So I got to geometry, even older and nobler; the trouble was that one needed to solve the problem in a high dimensional space, not in our familiar 3-dimensional space. But I remembered that a few months earlier I heard a talk by Hendrik Lenstra from Amsterdam, in which he described a new algorithm for another combinatorial optimisation problem, which solved it by developing an algorithm for the very same geometric problem. His algorithm was not quite right for me (it became too slow in high dimension), but it put me on the right track, and I was able to develop an efficient algorithm for this "shortest lattice vector problem." The algorithm gave only an approximate solution, but this was good enough.

I wrote a letter to Lenstra (on paper: this was back in 1981), and a little later he wrote back that his brother Arjen Lenstra had found a much more important application for this algorithm, namely finding the irreducible factors of a polynomial. (This is an algorithmic problem similar to the problem of finding the prime factorisation of an integer. It seemed more difficult at that time, but in the end it turned out to be easier.) The three of us wrote a joint paper about this. Since then, this algorithm has found many practical applications, in particular to cryptography, where it serves as a tool to test potential cryptosystems.

I described the history of this result in detail, because it illustrates the intricate connections between various branches of mathematics, and also how a problem raised for purely aesthetic reasons may lead to practically important developments.

**Tools from classical mathematics**

When I was a student, mathematics seemed to move in the direction of fragmentation. Areas which were considered as the "core" of our science developed their abstract paradigms and (at least it seemed so to me) only appreciated research which fit into this. Relatively new branches like probability or graph theory, seemed to become separated from each other and from classical branches. Other division lines ran between pure and applied mathematics, and between discrete and continuous mathematics. (I am happy to report that this tendency seems to have turned around, and the unity of mathematics is on much firmer grounds.) To be sure, it is very important to seek a deeper framework or paradigm of research, and it is always exciting if a problem or result from some seemingly remote area, all of a sudden fits in a nice abstract framework; often this reveals important points that have been missed and suggest interesting problems to work on. However, I have felt that results and methods that do not fit in these established frameworks are perhaps even more interesting.

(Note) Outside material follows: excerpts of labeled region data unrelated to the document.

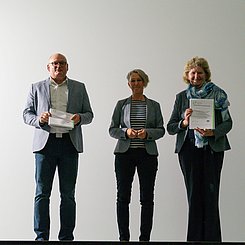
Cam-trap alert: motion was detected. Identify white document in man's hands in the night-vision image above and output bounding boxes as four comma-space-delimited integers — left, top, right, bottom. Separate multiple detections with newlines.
48, 108, 74, 130
189, 99, 215, 129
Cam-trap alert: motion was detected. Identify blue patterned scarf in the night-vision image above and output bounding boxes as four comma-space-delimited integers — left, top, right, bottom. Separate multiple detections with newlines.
186, 82, 230, 148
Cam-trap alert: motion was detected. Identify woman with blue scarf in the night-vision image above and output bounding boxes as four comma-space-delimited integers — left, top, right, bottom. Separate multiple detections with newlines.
167, 57, 232, 242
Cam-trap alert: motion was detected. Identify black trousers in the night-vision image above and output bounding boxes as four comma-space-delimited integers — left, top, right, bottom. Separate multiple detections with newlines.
115, 149, 158, 241
178, 138, 224, 242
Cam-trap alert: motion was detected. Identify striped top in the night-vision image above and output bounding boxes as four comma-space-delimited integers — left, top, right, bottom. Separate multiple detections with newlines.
130, 100, 147, 148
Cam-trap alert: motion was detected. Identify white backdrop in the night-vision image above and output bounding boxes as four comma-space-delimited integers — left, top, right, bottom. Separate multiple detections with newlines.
0, 0, 245, 241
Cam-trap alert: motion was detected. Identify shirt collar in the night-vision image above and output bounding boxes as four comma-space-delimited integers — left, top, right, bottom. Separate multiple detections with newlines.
50, 77, 68, 87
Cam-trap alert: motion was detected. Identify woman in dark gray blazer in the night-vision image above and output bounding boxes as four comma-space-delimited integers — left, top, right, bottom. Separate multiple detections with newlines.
167, 57, 232, 241
109, 69, 165, 241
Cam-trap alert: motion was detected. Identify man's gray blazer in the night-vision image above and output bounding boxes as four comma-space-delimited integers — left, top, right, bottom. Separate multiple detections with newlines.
109, 97, 165, 155
167, 90, 232, 153
23, 78, 93, 152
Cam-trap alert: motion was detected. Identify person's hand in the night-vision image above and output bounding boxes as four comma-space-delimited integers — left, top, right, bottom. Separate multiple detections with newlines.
137, 128, 146, 139
39, 111, 51, 124
70, 114, 81, 125
195, 128, 214, 137
126, 128, 138, 139
182, 108, 193, 128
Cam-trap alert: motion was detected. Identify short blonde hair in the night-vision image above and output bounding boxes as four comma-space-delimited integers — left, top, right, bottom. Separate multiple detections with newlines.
127, 69, 149, 87
183, 56, 211, 84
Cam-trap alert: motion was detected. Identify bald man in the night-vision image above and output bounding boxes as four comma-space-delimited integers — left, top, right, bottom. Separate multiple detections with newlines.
23, 53, 93, 241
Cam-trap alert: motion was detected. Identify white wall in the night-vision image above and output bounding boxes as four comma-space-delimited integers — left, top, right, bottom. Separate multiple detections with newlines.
0, 0, 245, 241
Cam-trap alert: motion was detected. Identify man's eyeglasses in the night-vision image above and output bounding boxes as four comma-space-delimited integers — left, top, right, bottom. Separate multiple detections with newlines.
49, 61, 67, 66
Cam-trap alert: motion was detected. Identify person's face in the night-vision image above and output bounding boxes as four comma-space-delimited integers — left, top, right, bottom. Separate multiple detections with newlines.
128, 73, 144, 95
47, 54, 68, 84
187, 66, 206, 88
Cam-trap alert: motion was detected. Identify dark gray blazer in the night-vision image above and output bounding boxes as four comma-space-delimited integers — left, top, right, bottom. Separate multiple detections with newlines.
109, 97, 165, 155
23, 78, 93, 152
167, 90, 232, 153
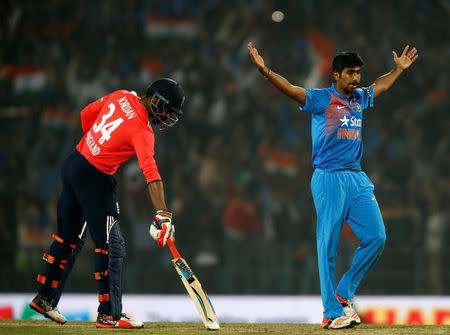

A related controversial point is the principle of "purity of method." If we have a problem in geometry, should we attempt to solve it using just geometry, or should we try to bring in methods from algebra or analysis? Again, both approaches have their merits, but for me, unexpected connections between seemingly distant areas of mathematics have always been the most fascinating. There are beautiful applications of very classical mathematics such as algebra in graph theory, which I have always found very fascinating, and have tried to find such connections myself. In the 1970's I found a couple of applications of topology to graph theory, and was able to solve a rather long-standing open problem by these methods. This was surprising, because topology is the study of continuity, the opposite of discrete mathematics.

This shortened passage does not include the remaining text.